Inequality is problematic for both political and economic reasons. Politically, it has been found to be associated with higher levels of crime and in some cases with civil conflict. In particular, horizontal inequalities between different communities may contribute to communal tensions, and in the worst cases civil war. This was the case in Kenya in 2007, when the combination of historical grievances over the warped distribution of economic opportunities and a disputed election led to a wave of civil conflict that left 1,000 people dead and 700,000 more displaced. Economically, it makes it harder for those at the wrong end of the ladder to effectively participate in the economy. As a result, inequality can place limits on entrepreneurialism and economic productivity, with negative consequences for growth.
While many recognise the damaging impacts extreme inequality impact is having on economic growth, political accountability and social cohesion, the inequality debate has been dominated by Western policy-makers and academics. Oxfam and Oxford University are keen to examine the perspective of 'non-Western societies', which have seen the highest levels of economic growth in the past decade. This growth has the potential to end poverty and transform living standards, but not in a policy environment that creates new inequalities, and sows new divisions. The inequality extremes are felt most in the global South. It is a very real obstacle to prosperity as millions of people are unable to access health services and education, impacting their quality of life and life expectancy.
Together we are hosting a symposium to examine the causes and consequences of uneven economic growth and rising inequality between and within nations, while assessing policy solutions and charting a way forward for equity, democracy and social stability in the global south.
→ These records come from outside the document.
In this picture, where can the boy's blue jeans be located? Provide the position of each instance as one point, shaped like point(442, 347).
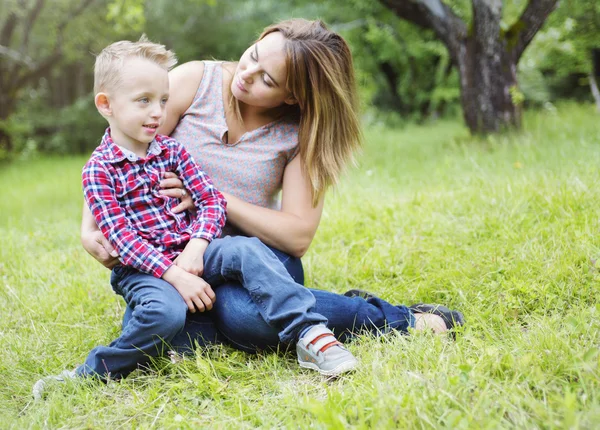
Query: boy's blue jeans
point(157, 313)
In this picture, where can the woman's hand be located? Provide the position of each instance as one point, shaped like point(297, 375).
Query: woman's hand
point(173, 187)
point(95, 243)
point(100, 248)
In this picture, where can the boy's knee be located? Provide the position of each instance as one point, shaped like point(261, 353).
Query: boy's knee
point(168, 318)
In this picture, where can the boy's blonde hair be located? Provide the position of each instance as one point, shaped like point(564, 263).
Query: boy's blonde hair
point(109, 63)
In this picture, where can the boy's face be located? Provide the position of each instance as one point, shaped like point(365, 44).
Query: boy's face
point(136, 108)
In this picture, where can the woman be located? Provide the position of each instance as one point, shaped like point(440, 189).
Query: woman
point(285, 117)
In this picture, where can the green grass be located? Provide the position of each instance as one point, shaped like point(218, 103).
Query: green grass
point(505, 229)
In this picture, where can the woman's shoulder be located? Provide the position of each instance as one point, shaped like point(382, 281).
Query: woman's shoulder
point(190, 72)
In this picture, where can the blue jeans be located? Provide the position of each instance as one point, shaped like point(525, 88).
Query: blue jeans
point(235, 319)
point(158, 312)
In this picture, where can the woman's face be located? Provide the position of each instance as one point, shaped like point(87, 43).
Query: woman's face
point(261, 74)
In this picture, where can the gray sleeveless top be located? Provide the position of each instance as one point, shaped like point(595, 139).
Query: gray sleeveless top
point(252, 168)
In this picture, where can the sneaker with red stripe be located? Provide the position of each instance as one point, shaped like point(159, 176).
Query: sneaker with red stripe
point(319, 350)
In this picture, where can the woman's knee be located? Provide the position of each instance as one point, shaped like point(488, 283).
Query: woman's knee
point(238, 319)
point(167, 318)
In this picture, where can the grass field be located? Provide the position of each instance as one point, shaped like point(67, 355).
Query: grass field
point(505, 229)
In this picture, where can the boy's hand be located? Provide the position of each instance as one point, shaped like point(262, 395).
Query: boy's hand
point(173, 187)
point(191, 258)
point(196, 293)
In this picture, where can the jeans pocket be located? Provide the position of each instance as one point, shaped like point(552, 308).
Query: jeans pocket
point(117, 274)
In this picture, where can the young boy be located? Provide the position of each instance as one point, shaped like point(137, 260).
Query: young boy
point(163, 254)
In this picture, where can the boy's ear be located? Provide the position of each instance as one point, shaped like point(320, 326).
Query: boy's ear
point(102, 103)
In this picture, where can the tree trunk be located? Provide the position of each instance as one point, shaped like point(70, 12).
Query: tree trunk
point(488, 82)
point(485, 55)
point(595, 74)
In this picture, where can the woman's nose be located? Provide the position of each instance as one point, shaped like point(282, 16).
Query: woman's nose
point(247, 74)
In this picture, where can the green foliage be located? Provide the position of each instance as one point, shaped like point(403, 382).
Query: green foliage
point(503, 228)
point(557, 63)
point(404, 73)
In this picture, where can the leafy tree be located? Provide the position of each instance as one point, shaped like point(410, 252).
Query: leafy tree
point(484, 51)
point(28, 56)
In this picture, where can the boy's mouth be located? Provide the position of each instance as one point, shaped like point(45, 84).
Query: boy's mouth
point(150, 127)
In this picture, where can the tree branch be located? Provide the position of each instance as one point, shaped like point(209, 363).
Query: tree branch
point(8, 28)
point(16, 56)
point(33, 15)
point(532, 19)
point(434, 15)
point(44, 66)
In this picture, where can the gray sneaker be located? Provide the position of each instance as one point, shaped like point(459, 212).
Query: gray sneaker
point(319, 350)
point(40, 386)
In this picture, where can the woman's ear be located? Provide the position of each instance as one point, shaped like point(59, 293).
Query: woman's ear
point(102, 103)
point(290, 100)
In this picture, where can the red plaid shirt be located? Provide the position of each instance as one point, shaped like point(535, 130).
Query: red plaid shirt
point(123, 195)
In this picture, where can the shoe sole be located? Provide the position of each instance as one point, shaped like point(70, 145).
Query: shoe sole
point(343, 367)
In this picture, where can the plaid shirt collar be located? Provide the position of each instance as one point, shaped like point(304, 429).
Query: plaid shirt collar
point(114, 153)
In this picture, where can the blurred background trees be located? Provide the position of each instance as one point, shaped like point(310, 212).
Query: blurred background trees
point(407, 55)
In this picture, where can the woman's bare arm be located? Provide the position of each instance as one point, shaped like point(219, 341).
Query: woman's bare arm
point(291, 229)
point(183, 85)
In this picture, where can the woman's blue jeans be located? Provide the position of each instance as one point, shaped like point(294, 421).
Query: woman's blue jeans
point(235, 319)
point(158, 313)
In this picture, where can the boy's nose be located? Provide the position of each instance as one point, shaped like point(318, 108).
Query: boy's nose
point(157, 110)
point(248, 73)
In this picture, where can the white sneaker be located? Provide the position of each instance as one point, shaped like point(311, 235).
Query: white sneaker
point(319, 350)
point(40, 386)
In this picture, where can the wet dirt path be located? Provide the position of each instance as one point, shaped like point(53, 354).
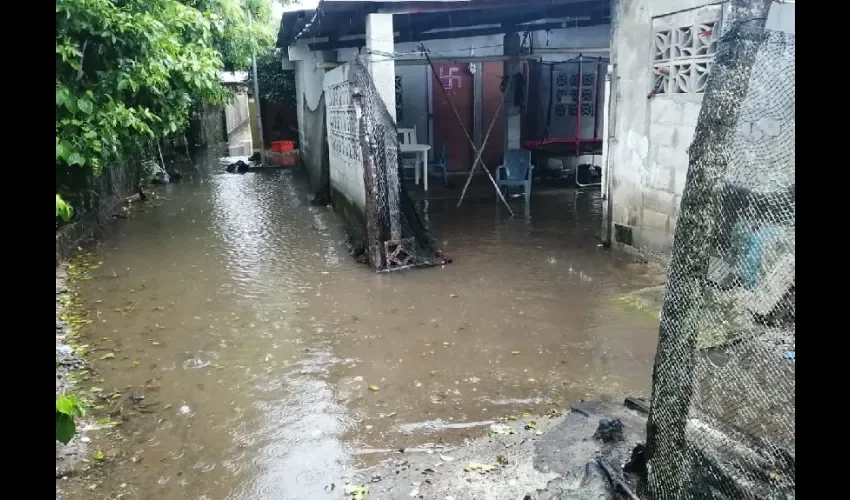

We hope to examine solutions ranging from the role of progressive fiscal policies in redistributing income, public financing for good quality universal free health and education, decent work and wages and political participation for all.
We do not need to accept inequality as a fact of life. A number of countries in the global south have demonstrated that it is possible to have high economic growth and reduce inequality. In Senegal, the benefits of consistent economic growth over the last two decades have led to falling inequality. Between 1994 and 2011, this moved 1 in 5 of the country's population out of poverty. One of the effective ways to reduce inequality is to make ensure that the sale of natural resources contributes benefits the countries that they come from, and is used to provide important public services such as healthcare and education. Another is to move towards a more progressive tax system that generates government revenues while placing the minimal possible burden on the worst off, and limiting the reliance of indirect sales taxes such as VAT, which often have a disproportionate impact on the poor.
Rising inequality between and within nations is one of the most pressing challenges of our time. There is an urgent need to learn from recent experiences of rising inequality and its effects in Africa and elsewhere in the global South. To do this, we are bringing together leading experts - academics, policy experts, political leaders and campaigners - to work out how to tackle inequality and how to prevent it's most negative consequences.